PESARO – Lo specchio si è rotto. I giocatori di Pesaro ormai dovrebbero averlo capito, non c’è più niente di bello da guardare dall’altra parte.
Sei sconfitte nelle ultime sette giornate. Che poi non sarebbe neppure quello il problema, un paio di ko a parte. È il modo in cui la Carpegna Prosciutto perde. Fioccano trentelli, l’ultimo a Milano contro l'Armani di coch Messina dove Moretti e compagni si ritrovano tra le mani un pallone di cioccolata amarissima.
La partita contro l’Armani non è nei cinque, diciamo anche dieci, minuti inziali. Non è veritiero il + 10, 6-16, di Pesaro, frutto di percentuali siderali. Ma non si può neppure credere che la Vuelle sia quella squadra molle, priva di grinta che ha caratterizzato il secondo, decisivo, quarto in cui i biancorossi non hanno segnato per cinque minuti e che in tutto il periodo hanno fatto solo tre canestri (31-9).
E quindi? Si è rotto qualcosa. Non è una questione tecnica e per questo qualcuno deve spiegare. O c’è un enorme problema fisico, con le gambe che non rispondono più alle indicazioni della testa, o i giocatori hanno deciso che la stagione è terminata.
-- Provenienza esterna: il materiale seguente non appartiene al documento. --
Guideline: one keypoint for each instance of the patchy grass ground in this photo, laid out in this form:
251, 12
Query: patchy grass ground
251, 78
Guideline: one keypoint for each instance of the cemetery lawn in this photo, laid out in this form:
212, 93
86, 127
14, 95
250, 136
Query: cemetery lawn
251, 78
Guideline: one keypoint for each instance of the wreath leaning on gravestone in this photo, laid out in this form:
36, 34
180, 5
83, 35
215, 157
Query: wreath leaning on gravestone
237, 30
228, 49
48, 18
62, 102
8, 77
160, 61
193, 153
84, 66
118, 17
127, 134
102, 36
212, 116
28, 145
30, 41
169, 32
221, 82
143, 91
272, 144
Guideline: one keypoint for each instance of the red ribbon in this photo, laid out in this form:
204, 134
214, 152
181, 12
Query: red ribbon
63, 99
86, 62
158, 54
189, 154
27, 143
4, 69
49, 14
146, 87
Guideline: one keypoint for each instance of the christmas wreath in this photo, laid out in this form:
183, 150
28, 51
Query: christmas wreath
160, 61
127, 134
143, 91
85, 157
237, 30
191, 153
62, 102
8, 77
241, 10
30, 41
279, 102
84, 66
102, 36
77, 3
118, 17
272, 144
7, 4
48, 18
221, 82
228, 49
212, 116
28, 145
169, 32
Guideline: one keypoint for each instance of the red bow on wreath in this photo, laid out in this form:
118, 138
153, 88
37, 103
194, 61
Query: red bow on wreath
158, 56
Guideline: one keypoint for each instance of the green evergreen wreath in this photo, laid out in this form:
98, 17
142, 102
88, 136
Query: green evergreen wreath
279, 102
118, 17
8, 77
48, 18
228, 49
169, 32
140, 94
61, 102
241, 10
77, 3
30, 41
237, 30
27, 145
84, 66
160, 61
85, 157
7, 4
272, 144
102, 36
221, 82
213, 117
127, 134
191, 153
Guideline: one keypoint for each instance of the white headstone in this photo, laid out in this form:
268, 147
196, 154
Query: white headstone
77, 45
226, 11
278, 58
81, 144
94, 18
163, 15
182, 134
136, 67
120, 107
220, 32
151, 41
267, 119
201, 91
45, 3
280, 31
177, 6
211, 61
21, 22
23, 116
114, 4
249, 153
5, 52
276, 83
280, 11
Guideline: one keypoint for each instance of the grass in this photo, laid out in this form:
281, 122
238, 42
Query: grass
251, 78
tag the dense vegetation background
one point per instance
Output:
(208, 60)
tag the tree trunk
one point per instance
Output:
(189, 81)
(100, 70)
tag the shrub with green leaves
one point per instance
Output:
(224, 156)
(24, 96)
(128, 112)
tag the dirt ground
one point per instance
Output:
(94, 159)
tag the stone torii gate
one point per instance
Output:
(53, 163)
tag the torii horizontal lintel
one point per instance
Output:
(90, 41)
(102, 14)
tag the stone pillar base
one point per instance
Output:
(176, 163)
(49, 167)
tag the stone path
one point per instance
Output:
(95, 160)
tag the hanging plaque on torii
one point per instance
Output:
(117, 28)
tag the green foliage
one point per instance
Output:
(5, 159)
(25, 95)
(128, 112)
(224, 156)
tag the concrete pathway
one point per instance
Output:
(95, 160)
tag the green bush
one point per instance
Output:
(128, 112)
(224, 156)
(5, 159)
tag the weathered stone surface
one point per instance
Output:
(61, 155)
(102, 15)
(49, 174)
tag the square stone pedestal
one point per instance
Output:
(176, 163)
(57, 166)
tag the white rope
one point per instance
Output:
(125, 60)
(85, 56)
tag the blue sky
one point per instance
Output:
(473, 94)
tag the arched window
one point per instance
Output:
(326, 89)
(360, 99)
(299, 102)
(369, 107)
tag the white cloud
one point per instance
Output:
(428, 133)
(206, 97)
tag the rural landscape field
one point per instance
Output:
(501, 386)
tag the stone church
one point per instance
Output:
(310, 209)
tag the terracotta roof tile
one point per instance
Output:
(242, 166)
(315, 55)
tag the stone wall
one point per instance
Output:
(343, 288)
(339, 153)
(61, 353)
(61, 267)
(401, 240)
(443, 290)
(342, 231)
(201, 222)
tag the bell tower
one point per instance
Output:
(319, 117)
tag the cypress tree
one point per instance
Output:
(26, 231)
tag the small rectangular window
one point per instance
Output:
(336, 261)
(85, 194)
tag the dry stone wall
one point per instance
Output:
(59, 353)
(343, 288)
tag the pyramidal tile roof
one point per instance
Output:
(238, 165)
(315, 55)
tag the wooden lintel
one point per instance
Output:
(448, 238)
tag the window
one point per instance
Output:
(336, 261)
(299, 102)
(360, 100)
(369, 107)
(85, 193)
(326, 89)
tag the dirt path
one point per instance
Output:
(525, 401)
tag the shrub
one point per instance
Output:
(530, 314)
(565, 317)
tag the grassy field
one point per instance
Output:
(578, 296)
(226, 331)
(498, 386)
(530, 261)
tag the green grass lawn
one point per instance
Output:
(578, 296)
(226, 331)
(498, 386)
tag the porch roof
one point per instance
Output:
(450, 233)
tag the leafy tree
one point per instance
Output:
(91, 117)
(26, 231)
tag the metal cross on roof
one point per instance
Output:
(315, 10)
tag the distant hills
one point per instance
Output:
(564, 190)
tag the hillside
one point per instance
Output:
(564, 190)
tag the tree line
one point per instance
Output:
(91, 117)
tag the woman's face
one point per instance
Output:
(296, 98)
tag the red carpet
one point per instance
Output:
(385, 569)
Quello che caratterizzava la squadra del presidente Costa nella prima parte di stagione erano bel gioco in attacco, con chiarezza di priorità e certezza di movimenti, e una difesa capace di impensierire anche i migliori talenti.
Il girone di ritorno, Daye è un capitolo a parte, mette in mostra una squadra che non difende: ha subito una media di 100 punti, lasciando ai padroni di casa il 70% da due punti. Cosa ancora più grave, e qui c’è la responsabilità diretta dell’allenatore, in questo filotto di ko ha perso anche gli scontri diretti che hanno annullato le grandi prestazioni del girone di andata, vedi sfida con Brindisi.
A livello di attacco, contro Milano è stata confermata la difficoltà nell’inserire Daye nei giochi. L’unico canestro decente l’americano lo ha realizzato una volta servito spalle a canestro quasi a centro area. Da lì, girandosi, può solo segnare visto che tira sulla testa di tutti. Non ha invece senso vederlo partire in palleggio per perdersi tra tre difensori milanesi. Che è quanto successo a un paio di minuti dalla fine, fotografia finale di un disastro totale.
Non è comprensibile che Repesa continui provare Abdur-Rahkman da playmaker, visto che la guardia oltre a essere in confusione offensiva non ha più serenità nel playmaking. E infine, non infierendo sull’involuzione di Kravic, a cui però non si possono passare palloni schiacciati ad altezza caviglie come fa Tambone, che è un altro avulso dal gioco, c’è Visconti, che è arrivato a Pesaro con una qualità, il tiro da tre, e che oggi invece vuole fare tutto dimenticando così quel che di buono può dare. E con lui e Tambone imprecisi, viene meno quel potenziale che Repesa trovava in panchina.
Caos senza nervosismo è quello che si vive nello spogliatoio. Per fortuna, almeno. Ma chi la rianima la squadra in queste condizioni? Il coach? In settimana ha detto che non molla. Lo faccia capire con il linguaggio del corpo e con la gestione tecnica, perché le parole, ora che si è ufficialmente fuori dalla zona playoff, non bastano più. Il calendario offre più di una chance alla Carpegna Prosciutto, visto che affronta una sola squadra che la precede in classifica.
La dirigenza i play off li vuole, la squadra tecnicamente se li può anche permettere: tre gare in casa e due in trasferta abbordabili. Ma serve organizzazione e quella solo gli allenamenti in settimana, che ora si fanno in dieci e non più i sette, la può garantire.